Back at Camp Ogama, when I turned seventeen, an age at which I could no longer be a camper, still wanting to go to camp, I applied for, and was immediately offered employment as, a counselor. When that change in status occurred, a change that had less to do with my predicted counseloring abilities than with my no longer being sixteen or under, the first thought that came to my mind was, “If I qualify to be a counselor, then the counseloring standards at this camp have gone precipitously downhill!”
In a paralleling occurrence, I had advanced in my career from scriptwriter to creator and runner of my own show, again, less because of my perceived capabilities as a show runner – there were, in reality, none to be seen – than because it was simply time for me to move up. When I did so, the identical thought immediately entered my mind:
If they’re letting me run a show, went my thinking, unchanged since I was seventeen, an egregious downgrade in the position had unquestionably taken place.
Recently, I examined my difficulties as show runner from a technical standpoint: My insistent linearity prevented me from jumping to the parts of the script that were in the greatest need of repair, but instead forced me to reflexively proceed page by page from Page One, the result being that when I got to the hard parts invariably at the end of the script I was creatively and energetically out of bullets.
Today – after which we will hopefully have a moratorium on critiquing my limitations as a show runner, as they are retroactively demoralizing and in any case unproductive, since the option of any future show runner assignments is now permanently off the menu, we will click our Explorational Gizmo a notch, to focus on the emotional component of show running. Call in the “Maturational Factor.”
(This in the hope that, as always, though the particular enterprise in question may be outside your experience, you will nonetheless still be able to identify. Otherwise, I’m just talking to myself, a behavior I do not object to but engage in sufficiently on the street. Or in the car. Until the Little Woman requires me to stop.)

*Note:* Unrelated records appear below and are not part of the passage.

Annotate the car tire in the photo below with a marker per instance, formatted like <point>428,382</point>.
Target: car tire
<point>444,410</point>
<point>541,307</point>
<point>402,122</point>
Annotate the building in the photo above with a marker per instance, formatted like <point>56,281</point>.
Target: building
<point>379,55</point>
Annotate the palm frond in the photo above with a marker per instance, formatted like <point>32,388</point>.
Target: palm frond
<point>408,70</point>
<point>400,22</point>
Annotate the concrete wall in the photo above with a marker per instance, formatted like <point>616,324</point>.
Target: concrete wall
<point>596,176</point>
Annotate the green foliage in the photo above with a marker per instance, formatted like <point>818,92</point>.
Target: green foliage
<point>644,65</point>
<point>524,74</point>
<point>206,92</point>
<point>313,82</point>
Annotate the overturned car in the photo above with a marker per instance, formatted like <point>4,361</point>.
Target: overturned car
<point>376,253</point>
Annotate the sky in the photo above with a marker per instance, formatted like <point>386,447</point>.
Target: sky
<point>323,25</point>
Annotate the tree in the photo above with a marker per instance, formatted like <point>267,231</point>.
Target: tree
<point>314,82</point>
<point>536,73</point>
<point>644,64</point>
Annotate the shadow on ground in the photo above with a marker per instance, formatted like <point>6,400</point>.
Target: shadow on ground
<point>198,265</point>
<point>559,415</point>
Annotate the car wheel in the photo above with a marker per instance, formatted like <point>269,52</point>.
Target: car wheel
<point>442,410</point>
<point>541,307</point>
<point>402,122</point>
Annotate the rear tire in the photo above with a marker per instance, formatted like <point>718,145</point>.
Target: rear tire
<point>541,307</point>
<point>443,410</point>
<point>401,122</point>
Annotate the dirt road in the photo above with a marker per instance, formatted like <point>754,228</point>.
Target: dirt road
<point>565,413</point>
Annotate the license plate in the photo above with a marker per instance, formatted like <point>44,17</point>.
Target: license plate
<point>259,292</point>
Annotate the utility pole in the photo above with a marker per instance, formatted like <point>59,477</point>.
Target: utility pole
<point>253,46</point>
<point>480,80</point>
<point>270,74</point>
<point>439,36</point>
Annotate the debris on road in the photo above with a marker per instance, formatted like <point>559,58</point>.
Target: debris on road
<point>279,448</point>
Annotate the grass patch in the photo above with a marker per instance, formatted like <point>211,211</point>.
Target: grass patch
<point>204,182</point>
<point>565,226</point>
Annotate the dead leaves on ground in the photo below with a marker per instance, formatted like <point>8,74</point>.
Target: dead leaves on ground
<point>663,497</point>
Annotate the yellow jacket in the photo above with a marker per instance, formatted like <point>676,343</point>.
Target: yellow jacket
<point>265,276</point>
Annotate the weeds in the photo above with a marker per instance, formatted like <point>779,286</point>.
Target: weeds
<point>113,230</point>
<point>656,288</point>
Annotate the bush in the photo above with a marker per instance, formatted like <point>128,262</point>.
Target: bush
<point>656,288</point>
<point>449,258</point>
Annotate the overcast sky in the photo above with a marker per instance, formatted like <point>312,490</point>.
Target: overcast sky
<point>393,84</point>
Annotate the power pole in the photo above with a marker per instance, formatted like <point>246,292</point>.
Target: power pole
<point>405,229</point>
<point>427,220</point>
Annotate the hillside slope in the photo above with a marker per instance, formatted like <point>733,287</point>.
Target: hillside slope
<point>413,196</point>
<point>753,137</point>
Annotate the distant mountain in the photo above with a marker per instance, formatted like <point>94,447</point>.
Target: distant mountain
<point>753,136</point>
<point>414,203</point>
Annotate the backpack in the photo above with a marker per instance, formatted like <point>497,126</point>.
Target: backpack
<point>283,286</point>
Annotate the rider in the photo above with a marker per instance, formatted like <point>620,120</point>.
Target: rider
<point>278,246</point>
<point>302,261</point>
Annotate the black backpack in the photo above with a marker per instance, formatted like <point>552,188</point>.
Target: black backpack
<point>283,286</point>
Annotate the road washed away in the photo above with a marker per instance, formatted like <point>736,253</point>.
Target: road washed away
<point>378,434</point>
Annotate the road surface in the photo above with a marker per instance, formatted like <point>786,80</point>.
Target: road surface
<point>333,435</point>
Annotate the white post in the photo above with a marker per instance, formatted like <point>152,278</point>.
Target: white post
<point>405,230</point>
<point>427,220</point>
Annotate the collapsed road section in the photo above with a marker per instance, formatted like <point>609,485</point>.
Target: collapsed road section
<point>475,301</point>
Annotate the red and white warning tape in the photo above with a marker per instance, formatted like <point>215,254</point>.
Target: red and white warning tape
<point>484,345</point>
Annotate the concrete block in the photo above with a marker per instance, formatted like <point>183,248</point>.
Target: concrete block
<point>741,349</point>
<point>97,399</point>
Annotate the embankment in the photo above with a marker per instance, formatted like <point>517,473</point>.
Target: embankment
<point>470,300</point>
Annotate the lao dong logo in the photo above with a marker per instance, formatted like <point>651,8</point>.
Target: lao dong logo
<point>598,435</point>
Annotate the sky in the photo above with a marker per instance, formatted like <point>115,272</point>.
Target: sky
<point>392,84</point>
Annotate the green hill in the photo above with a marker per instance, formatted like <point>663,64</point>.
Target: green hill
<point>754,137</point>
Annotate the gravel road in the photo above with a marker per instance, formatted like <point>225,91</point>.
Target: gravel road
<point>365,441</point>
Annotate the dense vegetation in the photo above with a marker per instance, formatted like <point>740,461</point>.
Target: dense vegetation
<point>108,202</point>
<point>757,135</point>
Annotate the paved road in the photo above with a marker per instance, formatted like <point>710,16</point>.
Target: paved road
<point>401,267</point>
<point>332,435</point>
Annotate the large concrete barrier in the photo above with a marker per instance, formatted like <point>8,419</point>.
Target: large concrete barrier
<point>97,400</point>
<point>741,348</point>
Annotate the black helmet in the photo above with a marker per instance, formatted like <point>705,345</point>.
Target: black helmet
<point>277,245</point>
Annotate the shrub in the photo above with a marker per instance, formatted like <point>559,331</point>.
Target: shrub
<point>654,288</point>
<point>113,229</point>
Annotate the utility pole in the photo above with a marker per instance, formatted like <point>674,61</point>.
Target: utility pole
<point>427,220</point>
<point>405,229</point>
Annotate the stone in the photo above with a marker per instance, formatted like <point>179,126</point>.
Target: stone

I am sitting in the Rewrite Room, at the head of the table, as befits my position as “Show Runner.” (There were times when, as a nod to democratization, I located myself in the middle of the pack, though to no avail. “Responsibility” found me wherever I was. Which was my real reason for moving around.)
It is very late. There’s a lot of work yet to do, our progress that night, being distinctly, though not uncharacteristically, snailular. Writers on the staff gamely pitch jokes and “fixes.” None of their suggestions are egregiously off the mark, but since they emanate from different sensibilities, they are, by definition, “Not what I would do.” The problem is, sitting there – “The Boss” – whose job, among other chores though this is arguably the most important one, is to point them in the right direction, I am maddeningly unclear as to what specifically that direction is.
As I sit there, presiding over an, often lengthy communal silence, as my staff scours their imaginations for ideas, or, perhaps, revisits their decision to participate on my show, I find myself – thinking, yes – but also waiting. Waiting for what?
For a grown-up to arrive to show me the way.
At which point, a shattering awareness hits me:
On this show,
I’m the grown-up.
Bringing to mind the Chester A. Riley lament from the fifties sitcom:
“What a revoltin’ development this is!”
As it surprisingly often is, my reaction takes the form of an encapsulating song, which in this case is,
“The Great Imposter”
(To the tune of the Platters classic, “The Great Pretender”, which I can almost play on the piano.)
I’m the Great
Have a clue.
I don’t know
What to do.”
I was, in truth, deficient even in that role. Real imposters, like the one Tony Curtis played in The Great Imposter, and DiCaprio played in Catch Me If You Can, appear fearless and self-assured. I, on the other hand, wrapped my terror of imminent discovery around me the way Lincoln wore his shawl. Making me the worst kind of imposter you can be.
I was an imposter imposter.
I am aware that I’m wrong about a lot of things, and I may well be wrong about this, or only superficially correct, and therefore less than insightful on the matter. Feel free to offer an opposing perspective, but it seems to me, that, adopting my cousin Herschel’s practiced paradigm (“There are two kinds of bald people – those with hair, and those without hair”), there are two kinds of scared people – people who are afraid, and people who are afraid, but don’t show it.
I don’t know how they pull it off, that second group. (With the exception of those who lean heavily on external stimulants.) When I’m scared, I act scared. Leading me to believe there’s an expanded third option beyond “Fight or Flight”:
Paralytically frozen to the spot, waiting to die.
As I sat there at that head of the table, praying for “the real show runner” to abruptly materialize, with the seconds ticking away, simultaneously fast – our rewriting time was inexorably running out – and slow – unable to move forward, I felt mired in a moment I was destined never to get out of – death, with all its uncertainties, felt like a welcome alternative.
If that sounds melodramatic…all right, maybe it is.
Though in capturing the moment, it is not entirely inaccurate.